A-Thought

atlantic city at night

 

There are many ways of looking at this game of Life we’re playing.  For the purposes of this post, I’m going to narrow them down to three.

 

The first way is what it’s proponents refer to as common sense.  In their world view there is cause and effect; time travels neatly from past to present and from there, they hope, into a yet-to-be-determined future.  The world can be classified neatly into living and non-living things, liquids, solids and gases.  Things move about in the space we see before us and as long as they don’t try to exceed the speed of light, all goes along just fine.  Humans interact with this cosy,  fairly predictable world via their senses until the day they die and stop being here.

 

Now let’s move to a very different, but still widely accepted view of life – the one where ‘quantum weirdness’ holds sway.  No wonder it bothered Einstein so deeply.  It’s all rather unsettling.

 

English: Diagram of Schrodinger's cat theory. ...

 

In the quantum world, we have notions such as entanglement – the idea that two objects can forge a link that transcends space, so that the behaviour of one affects the other no matter how far apart they might be.  Then there’s the peculiar ways in which particles can move in and out of existence.  Even the most diligent scientists seem unable to locate them in both time and space at once.  It’s almost as if they don’t truly belong in the common-sense world…

 

Before leaving our visit to this counter-intuitive universe, it may be worth mentioning the role of the observer – that’s you, me or the person in the lab coat who watches what is going on.  Everything, as I understand the theory, is possible.  There is a duality in which an electron is pure potential – it can be wave, particle, both or neither until it is observed or measured.  Then, the scientists tell us, the wave function collapses  – which means that the little subject of observation becomes one definite and observable object.

 

That gloriously anarchic world of pure potential is where we find the third way of viewing life, the universe and everything – the amazing world of A-Thought.

 

I discovered the term in one of my favourite books, The Crack in The Cosmic Egg: New Constructs in Mind and Reality by Joseph Chilton Pearce.  It’s not – as he freely admits – an ideal term, but Mr Pearce had considerable difficulty finding a description for this way of thinking which wasn’t riddled with negative connotations.  When I explain what A-Thinking is, you’ll see what I mean.

 

Tarot card from the Rider-Waite tarot deck, al...

 

A-Thinking is the Fool card in the tarot.  It is the way a small child typically thinks – naive, random and with an unwavering belief in magic.  It is an unshakable conviction that anything is possible and that we and all things around us exist in a state of pure potential.  It is the complete antithesis of common sense.  A-Thinking is knowing that if something can be imagined, it can be.

 

Now I’ll tell you what the ‘A’ represents.  It is short for Autistic Thinking.

 

Just consider for a moment how society treats such an attitude in all but the very young.  I’d be hard-pressed to count the number of people I’ve known on the autistic spectrum who are patronised, laughed at, teased and criticised for the ideas they hold, for ‘wasting time’ on activities or interests mainstream society sees as unimportant or for refusing to respond to  ‘common sense’ conditioning or scientific parameters.

 

“Is there anything you don’t believe in?” I once asked my young Asperger’s friend.

 

“No,” he admitted, after thinking for a while. “It’s less complicated that way.”

 

Dissecting the Klein bottle results in Möbius ...

 

When he was about 14, that young man decided to build a time machine.  I was happy to go along with his ideas and allowed him to set up his prototype in my back garden.
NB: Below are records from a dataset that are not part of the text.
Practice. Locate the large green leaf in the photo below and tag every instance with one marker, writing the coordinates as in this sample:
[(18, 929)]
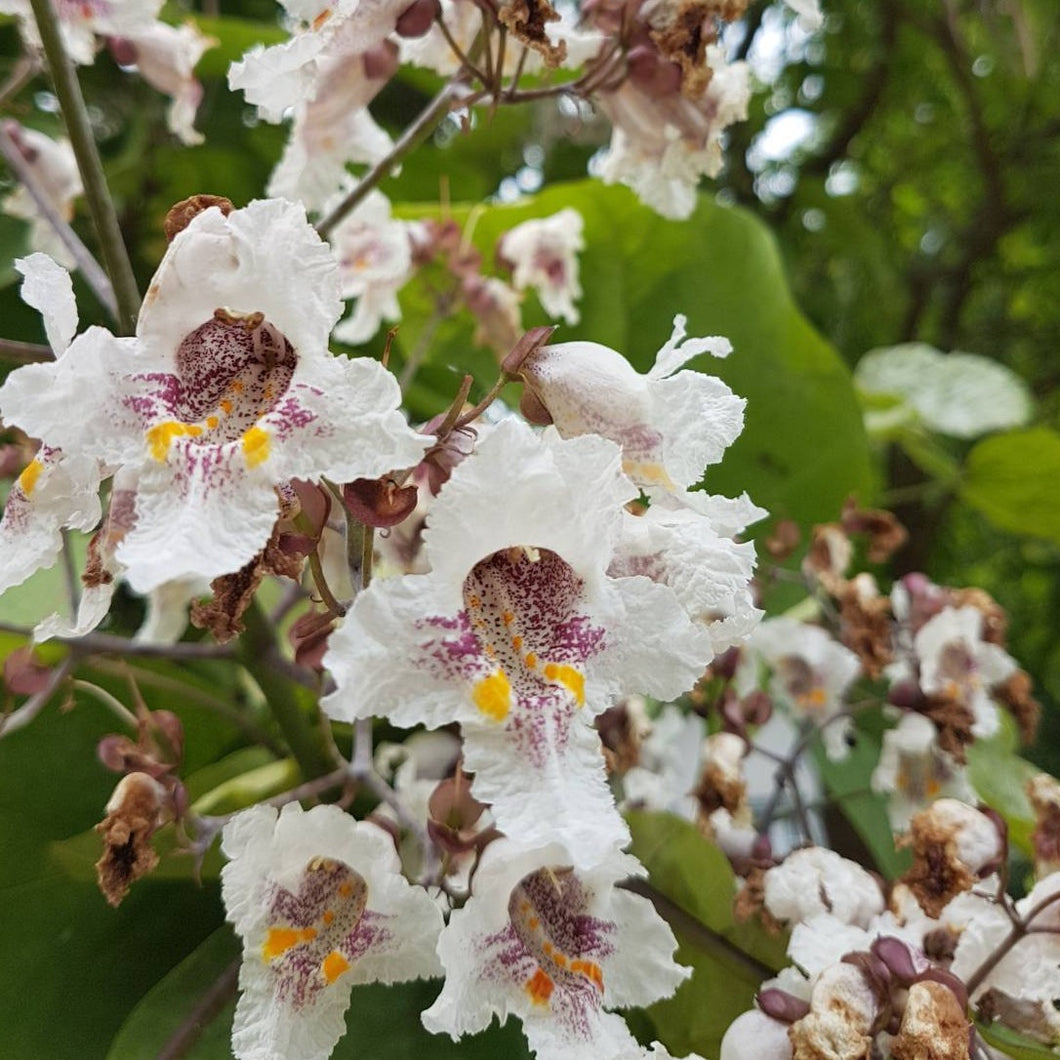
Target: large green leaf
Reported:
[(804, 448), (1011, 478), (729, 959)]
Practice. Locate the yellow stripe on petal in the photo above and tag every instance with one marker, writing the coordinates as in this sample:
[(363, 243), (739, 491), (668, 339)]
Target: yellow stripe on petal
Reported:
[(493, 695), (279, 940), (160, 437), (569, 677), (334, 965), (255, 444), (28, 480)]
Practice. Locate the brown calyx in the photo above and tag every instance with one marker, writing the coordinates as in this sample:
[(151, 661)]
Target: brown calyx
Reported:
[(232, 594), (937, 875), (953, 720), (526, 19), (865, 628), (182, 213)]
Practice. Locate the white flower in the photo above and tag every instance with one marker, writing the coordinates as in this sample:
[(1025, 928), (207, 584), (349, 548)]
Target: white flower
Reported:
[(811, 674), (518, 634), (669, 765), (333, 129), (319, 903), (756, 1036), (81, 21), (166, 56), (670, 423), (543, 254), (816, 880), (914, 771), (227, 390), (284, 75), (55, 173), (375, 260), (709, 572), (955, 661), (558, 948), (55, 491), (661, 146), (1025, 983)]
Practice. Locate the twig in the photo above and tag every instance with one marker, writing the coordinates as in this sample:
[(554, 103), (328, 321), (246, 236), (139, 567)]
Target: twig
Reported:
[(205, 1010), (90, 269), (80, 129), (424, 124), (33, 706)]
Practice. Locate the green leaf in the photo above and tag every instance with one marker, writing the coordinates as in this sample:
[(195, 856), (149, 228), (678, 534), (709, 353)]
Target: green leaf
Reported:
[(804, 449), (1011, 479), (1000, 776), (729, 959), (1011, 1044), (960, 394)]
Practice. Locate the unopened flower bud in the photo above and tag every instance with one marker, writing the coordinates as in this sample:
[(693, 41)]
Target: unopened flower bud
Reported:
[(182, 213), (781, 1005), (901, 960), (417, 19), (123, 50)]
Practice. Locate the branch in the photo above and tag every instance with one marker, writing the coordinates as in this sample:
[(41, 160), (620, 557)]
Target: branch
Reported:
[(80, 129), (424, 124)]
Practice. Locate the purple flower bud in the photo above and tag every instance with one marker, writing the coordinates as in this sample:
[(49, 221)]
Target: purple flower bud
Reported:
[(781, 1005), (417, 19)]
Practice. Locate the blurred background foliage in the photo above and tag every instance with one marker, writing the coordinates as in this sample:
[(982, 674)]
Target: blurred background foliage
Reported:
[(897, 174)]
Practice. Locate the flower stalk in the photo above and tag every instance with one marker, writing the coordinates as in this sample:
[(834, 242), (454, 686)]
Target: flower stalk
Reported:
[(116, 258)]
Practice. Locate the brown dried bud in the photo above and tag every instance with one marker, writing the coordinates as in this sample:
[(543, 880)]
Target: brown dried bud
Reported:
[(134, 814), (885, 533), (1014, 694), (232, 594), (378, 502), (187, 210), (526, 20)]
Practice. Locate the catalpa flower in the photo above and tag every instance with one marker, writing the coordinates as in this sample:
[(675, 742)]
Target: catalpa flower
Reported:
[(543, 253), (81, 21), (227, 391), (374, 253), (518, 633), (165, 57), (55, 491), (334, 128), (56, 174), (319, 902), (670, 424), (811, 674), (558, 948)]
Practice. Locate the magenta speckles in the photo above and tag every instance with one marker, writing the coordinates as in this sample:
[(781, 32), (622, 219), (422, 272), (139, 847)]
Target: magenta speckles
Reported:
[(316, 934)]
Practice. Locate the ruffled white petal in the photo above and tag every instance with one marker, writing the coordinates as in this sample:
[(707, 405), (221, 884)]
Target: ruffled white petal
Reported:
[(49, 289)]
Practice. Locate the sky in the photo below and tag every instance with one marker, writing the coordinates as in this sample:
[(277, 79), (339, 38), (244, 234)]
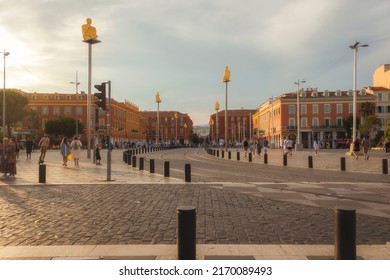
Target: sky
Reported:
[(180, 48)]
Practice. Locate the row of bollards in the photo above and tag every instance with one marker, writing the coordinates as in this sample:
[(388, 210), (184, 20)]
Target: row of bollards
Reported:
[(385, 168), (344, 233), (166, 171)]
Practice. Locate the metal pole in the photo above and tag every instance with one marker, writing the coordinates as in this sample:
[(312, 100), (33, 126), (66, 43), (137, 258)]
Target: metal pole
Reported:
[(226, 130), (89, 100), (109, 133), (354, 95)]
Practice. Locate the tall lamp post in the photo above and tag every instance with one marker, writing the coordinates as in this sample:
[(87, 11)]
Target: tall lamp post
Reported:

Imagine a ring doughnut with sprinkles on top.  The technical name is a ring torus.  Now imagine cutting through it and somehow twisting it so that the sprinkles from one side now meet the underside next to them and it forms a whole like a 3D mobius strip (or are Mobius strips 3D already?  That was the paradox he was exploring.).  He was attempting to build this shape of indeterminate dimensions with a few discount store tarpaulins and huge quantities of duct tape.  I held the materials and followed instructions.  He became ever more excited at the prospect, despite the technical difficulties.  This little video shows roughly the concepts he was grappling with.  He had me just about believing that this was possible.  Then my decades of common sense conditioning kicked in and I became the rational scientist.

 

“Do you actually believe you can build an object that will enable you to travel in time?” I asked.

 

He looked at me then and – the wave function collapsed.  Up until that point, the potential had been infinite.  Suddenly he saw it through my eyes – a messy pile of plastic on the lawn.  The project was promptly abandoned and I felt wholly responsible.  What wonders might have taken place if I’d remained silent?

 

I’d believed the scientists.  Once we started to apply common sense – to observe and measure and rationalise, the magic vanished.

 

Now, though, I see things differently.  I no longer believe solely in the common-sense world, or even the quantum one.  I believe – as many spiritual leaders and channelled guides have been telling us – that everything IS pure potential, magic, imagination.  Didn’t Jesus say we needed to become like little children if we were to grasp what is really going on?

 

Maybe we, the observers, don’t collapse the wave function, it’s just that thinking as common-sense people, we can only observe ONE of the possibilities.  The rest are still there, patiently waiting for us to expand our perception.

 

The A-Thinkers are way ahead of the rest of us on this.  I hope to continue to learn from them – and share my discoveries with you.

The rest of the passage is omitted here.